Within hours of coming home from the pharmacy with a multitude of prescriptions in hand, I clutched my stomach, groaning in misery. I should’ve known I wouldn’t have been able to handle the prescription-strength painkillers I was instructed to take every six hours, even if I only took half the recommended dose. I seldom take even as little as a baby aspirin when it comes to pain, not even during or after childbirth (which may or  may not have been dumb). But three days later, my stomach was still a mess. Nothing helped — not taking the pills with food, not taking them right before bed so I could sleep through the side effects. Nothing.

Then, as I was tossing out the bags my meds came in (yes, three days later), I noticed the blue box warning: may cause stomach upset now or in the next few weeks or months. The terrifying label wasn’t on the pain meds; it was on the antibiotics. The antibiotics I didn’t want in the first place because I’ve heard all about bacterial resistance and what not, yet I’m too much of a pushover to challenge my doctor on it. I mean, if I’m sick enough to actually go to the doctor (or take my son to the doctor), do I really want to turn down a potential solution? No way.

But that’s another issue. Back to the warning label. A few MONTHS?! You mean to tell me that this spring, when the weather turns warmer, the sun is shining, the flowers are blooming, and the birds are singing, I might have diarrhea because I took a handful of tiny pink pills in the middle of December?! Fabulous. Add this to the list of things I can worry about in 2014.

As if that weren’t enough to concern me, reading the rest of the drug literature that came in the box was equally, if not more, frightening. I don’t even have the adjectives for what I read online: risk of death! Holes in your gut! Bacteria will feed on you! While I know some of this may be propaganda and exaggeration and whatnot, that doesn’t make it any better.
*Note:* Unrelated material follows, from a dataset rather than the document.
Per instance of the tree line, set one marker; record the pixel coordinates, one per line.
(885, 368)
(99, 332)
My doctor gave me a pill for something I may or may not have, said nothing of the side effects, and sent me on my merry way without so much as a mention of a follow-up appointment or what to do if I didn’t feel better (or got worse). So reassuring.

I’ve spent the last two months trying desperately to heal my gut, which has been damaged from food allergies. I was making such great (although slow) progress, when I ruined it all in a couple of days by succumbing to the pressure to take antibiotics for an illness without proof that it was caused by bacteria or a virus. While beneficial for a bacterial infection, antibiotics do nothing for a viral infection. I was given antibiotics because supposedly what I had was “going around.” A bacteria that was being spread among people my age in my community. It only made sense that I had it too. Here’s your scripts, see ya!
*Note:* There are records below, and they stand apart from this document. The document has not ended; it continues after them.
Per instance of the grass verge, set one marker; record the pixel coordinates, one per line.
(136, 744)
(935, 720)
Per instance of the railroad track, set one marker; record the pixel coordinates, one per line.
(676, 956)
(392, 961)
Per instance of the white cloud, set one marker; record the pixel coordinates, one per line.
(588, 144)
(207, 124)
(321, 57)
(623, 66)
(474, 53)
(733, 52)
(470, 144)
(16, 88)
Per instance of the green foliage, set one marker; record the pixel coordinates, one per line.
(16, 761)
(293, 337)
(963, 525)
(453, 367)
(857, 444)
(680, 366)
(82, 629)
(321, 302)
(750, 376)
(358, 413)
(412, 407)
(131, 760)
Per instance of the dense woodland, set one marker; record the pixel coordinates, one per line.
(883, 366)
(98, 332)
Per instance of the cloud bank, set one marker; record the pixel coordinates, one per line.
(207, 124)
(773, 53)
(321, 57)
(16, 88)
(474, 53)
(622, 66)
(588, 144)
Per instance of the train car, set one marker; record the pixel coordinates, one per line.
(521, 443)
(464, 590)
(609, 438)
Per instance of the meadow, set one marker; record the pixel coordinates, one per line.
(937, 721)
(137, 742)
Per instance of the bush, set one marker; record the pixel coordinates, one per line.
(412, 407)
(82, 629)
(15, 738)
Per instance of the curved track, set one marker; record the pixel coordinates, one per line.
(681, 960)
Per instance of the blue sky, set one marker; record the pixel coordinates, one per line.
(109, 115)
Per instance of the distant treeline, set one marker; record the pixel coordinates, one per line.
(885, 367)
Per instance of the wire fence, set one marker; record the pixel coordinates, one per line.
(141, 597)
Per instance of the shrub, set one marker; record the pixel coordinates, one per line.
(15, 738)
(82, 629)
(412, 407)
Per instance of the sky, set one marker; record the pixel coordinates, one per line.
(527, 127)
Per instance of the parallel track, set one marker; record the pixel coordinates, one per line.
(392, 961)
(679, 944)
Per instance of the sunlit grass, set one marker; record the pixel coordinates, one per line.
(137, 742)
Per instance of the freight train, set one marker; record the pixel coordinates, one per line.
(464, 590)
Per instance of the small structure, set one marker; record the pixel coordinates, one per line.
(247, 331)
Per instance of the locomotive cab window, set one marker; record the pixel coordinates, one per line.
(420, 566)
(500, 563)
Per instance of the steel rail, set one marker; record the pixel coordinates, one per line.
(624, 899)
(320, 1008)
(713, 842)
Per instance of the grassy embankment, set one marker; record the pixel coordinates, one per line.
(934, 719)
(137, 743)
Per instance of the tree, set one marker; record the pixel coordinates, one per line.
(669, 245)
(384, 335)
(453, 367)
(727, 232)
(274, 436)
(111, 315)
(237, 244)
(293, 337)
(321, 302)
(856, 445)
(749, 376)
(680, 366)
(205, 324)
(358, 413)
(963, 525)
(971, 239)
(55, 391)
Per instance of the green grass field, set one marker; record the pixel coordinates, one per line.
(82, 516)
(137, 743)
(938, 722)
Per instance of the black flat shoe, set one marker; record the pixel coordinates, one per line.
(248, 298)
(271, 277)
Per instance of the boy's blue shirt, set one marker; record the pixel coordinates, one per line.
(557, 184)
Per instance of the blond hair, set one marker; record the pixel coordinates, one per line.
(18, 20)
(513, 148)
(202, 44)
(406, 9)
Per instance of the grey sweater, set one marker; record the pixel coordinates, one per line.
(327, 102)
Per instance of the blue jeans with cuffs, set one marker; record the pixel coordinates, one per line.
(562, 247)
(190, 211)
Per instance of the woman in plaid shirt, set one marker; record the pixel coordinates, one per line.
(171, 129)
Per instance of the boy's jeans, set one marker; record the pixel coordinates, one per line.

But wait. They didn’t do any cultures or specific tests or trials to determine the cause of my illness (pneumonia, by the way) before prescribing broad-spectrum antibiotics. What’s to make me believe they tested any of the other people who came in with the same symptoms? Did the hospital really know those cases were bacterial as well? And why don’t I know anyone else sitting at home hacking up a pneumonia-infested lung if it’s running so rampant? All questions I can only think of now that I’m starting to recuperate and think straight. Why isn’t there more education and information about antibiotics out there?
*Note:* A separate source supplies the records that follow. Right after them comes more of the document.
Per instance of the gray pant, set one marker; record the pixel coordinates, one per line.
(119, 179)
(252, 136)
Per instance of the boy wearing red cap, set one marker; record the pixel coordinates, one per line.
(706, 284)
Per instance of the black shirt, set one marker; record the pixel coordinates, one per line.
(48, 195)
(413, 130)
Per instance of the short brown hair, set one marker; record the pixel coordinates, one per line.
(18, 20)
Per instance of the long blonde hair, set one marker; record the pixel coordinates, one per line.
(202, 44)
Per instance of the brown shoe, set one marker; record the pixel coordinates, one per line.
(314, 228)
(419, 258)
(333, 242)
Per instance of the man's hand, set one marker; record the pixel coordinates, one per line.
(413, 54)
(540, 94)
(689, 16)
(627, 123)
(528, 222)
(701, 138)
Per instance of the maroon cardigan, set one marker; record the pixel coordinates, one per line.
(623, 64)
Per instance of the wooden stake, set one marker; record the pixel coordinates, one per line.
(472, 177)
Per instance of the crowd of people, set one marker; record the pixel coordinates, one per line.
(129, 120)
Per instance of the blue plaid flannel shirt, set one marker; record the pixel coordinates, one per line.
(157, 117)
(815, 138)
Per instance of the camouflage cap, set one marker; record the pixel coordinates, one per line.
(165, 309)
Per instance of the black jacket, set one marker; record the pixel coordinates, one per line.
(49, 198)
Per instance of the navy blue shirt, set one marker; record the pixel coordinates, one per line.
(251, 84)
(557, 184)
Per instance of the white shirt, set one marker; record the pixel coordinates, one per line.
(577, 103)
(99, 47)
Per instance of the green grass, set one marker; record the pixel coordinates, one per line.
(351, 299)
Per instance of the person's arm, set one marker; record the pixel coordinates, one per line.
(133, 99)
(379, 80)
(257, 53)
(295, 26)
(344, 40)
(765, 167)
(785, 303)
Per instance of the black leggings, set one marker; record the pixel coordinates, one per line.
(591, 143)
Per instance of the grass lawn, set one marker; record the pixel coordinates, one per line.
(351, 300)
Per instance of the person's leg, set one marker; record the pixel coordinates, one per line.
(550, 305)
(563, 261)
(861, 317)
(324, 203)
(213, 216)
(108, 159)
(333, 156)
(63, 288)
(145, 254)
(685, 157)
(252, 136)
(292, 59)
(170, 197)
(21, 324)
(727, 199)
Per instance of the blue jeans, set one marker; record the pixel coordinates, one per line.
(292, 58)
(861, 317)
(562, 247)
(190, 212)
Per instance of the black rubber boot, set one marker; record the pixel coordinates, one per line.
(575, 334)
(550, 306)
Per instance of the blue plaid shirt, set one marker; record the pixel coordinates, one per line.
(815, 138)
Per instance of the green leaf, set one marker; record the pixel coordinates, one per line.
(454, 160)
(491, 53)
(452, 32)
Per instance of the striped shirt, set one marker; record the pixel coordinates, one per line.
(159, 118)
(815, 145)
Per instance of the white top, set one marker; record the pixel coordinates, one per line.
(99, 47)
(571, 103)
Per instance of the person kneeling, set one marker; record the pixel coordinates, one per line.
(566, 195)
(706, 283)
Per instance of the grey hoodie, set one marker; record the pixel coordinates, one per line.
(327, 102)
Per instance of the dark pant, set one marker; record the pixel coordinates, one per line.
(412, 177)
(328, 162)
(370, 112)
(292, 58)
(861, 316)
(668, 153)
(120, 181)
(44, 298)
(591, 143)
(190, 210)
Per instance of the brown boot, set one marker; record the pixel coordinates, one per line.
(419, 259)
I might know more than some being in the health field, but I still caved and took them. I feel like I should know more and have more support. Taking antibiotics can kill the bad guys making you sick, but they can also destroy the good guys that fight to keep you healthy. That means you’re susceptible to more illness. More bacterial infection. More antibiotics. Not finishing a full course of antibiotics can give bacteria the superpowers they need to outsmart that particular drug, eventually becoming resistant to it entirely. That means we need more and stronger drugs. What about the antibiotics in our food? We can’t deny they’re in there anymore. Are those low doses and small but consistent exposures to drugs making us all more resistant to the antibiotics we currently have available? It’s scary. The knowing and the not knowing.